You know how Beta seemed like the most devoted of the Whisperers? Yeah, maybe not totally. He finds Alpha’s head on the pike and takes it (but not after giving her a little taste of one of her followers’ faces), heading into a town and one specific building. There’s something of a memorial to his former self set up there, complete with a guitar he breaks and a record of himself performing as a country artist under the stage name “Full Moon.”

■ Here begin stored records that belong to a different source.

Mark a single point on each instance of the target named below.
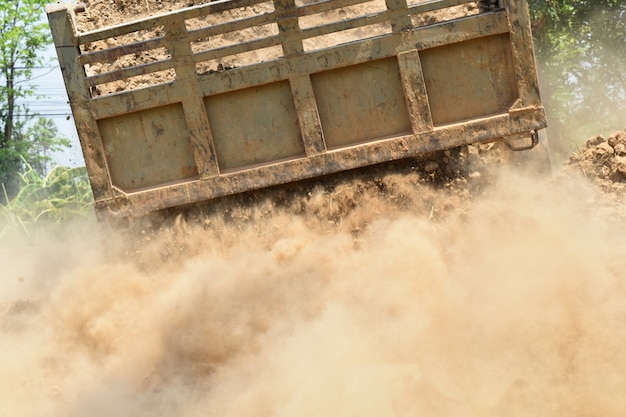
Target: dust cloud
(414, 302)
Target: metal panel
(148, 148)
(469, 79)
(404, 87)
(254, 126)
(360, 103)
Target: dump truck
(231, 96)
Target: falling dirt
(477, 288)
(493, 292)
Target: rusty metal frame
(405, 45)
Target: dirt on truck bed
(467, 287)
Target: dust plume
(412, 302)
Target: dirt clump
(603, 160)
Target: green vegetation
(580, 53)
(22, 37)
(62, 195)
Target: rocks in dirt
(603, 160)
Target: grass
(63, 195)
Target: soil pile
(464, 287)
(604, 161)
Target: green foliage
(23, 35)
(580, 52)
(64, 194)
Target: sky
(54, 104)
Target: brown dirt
(473, 287)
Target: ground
(476, 287)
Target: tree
(580, 52)
(23, 35)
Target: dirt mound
(603, 161)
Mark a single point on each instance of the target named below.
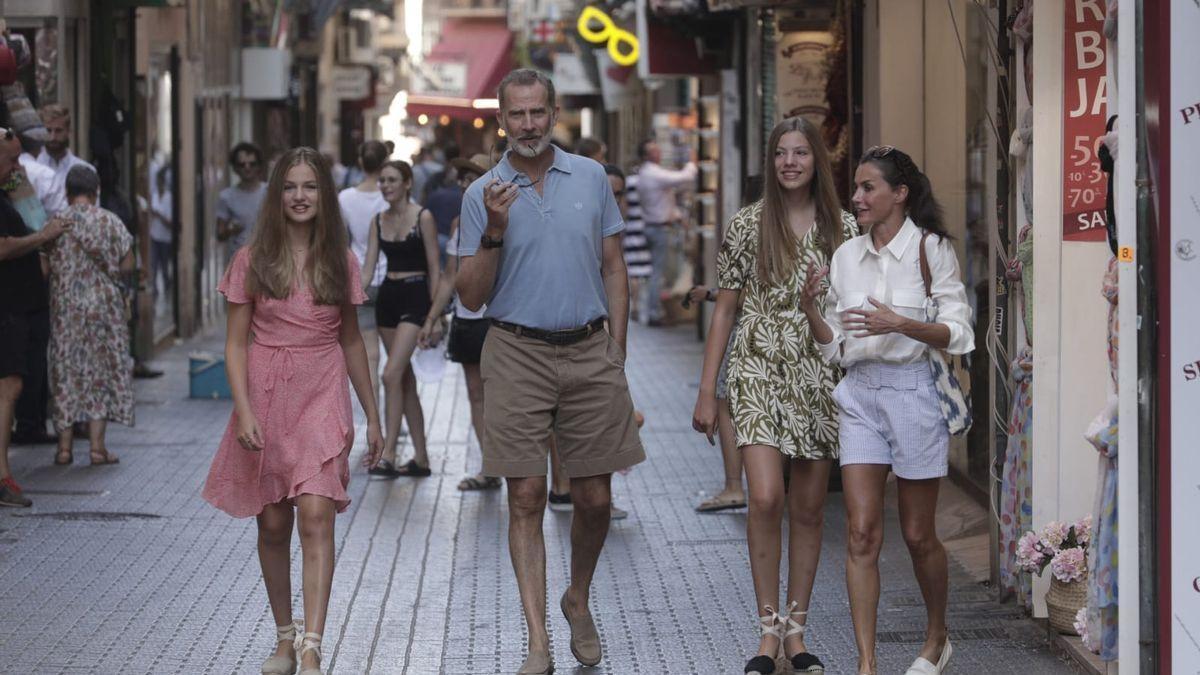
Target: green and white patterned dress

He uses that record to draw a horde of walkers, they begin marching toward Alexandria. He also ripped his mask during this ordeal, but he managed to fix it, by using part of Alpha’s zombified face. It’s nasty, but it’s very Beta.

Coming Home

Carol, having realized she does indeed want to live, comes home at the end of the episode. Daryl meets her at Alexandria’s gate, and although he doesn’t say anything, he does let her in… so that’s something, at least.

Other Observations

  • Man, comparing this to last year’s “Scars” makes “Look at the Flowers” feel like a bit of a letdown. I had hoped the show was starting a new trend of having game-changing fourteenth episodes, and while a lot did happen here, none of it had the emotional weight of that Michonne and Daryl story. Oh, well.
  • On that subject, I hoped this episode would focus more on Carol than it did. With a title like “Look at the Flowers,” I’d been hoping we’d get some kind of a reconciliation/reasoning for her behavior, a realization that her revenge wasn’t going to make her whole, or some kind of in-depth emotional journey that took up a majority of the episode. “Ghosts” did her mental state really well, and I thought “Look at the Flowers” would be a mirror image of that: an exploration of her returning from that bad mental place to a good one. While that did happen, unfortunately, I felt like her storyline was almost a side plot. But again, kudos to Melissa McBride for making Carol’s coming to terms with her past emotionally resonant.
  • Negan called Carol Daryl’s “girlfriend,” so… that happened. Might mean nothing. Might mean something. Guess we’ll have to see how the next two episodes play out, whenever the finale ends up airing — and what happens when Daryl finds Connie, assuming she’s alive.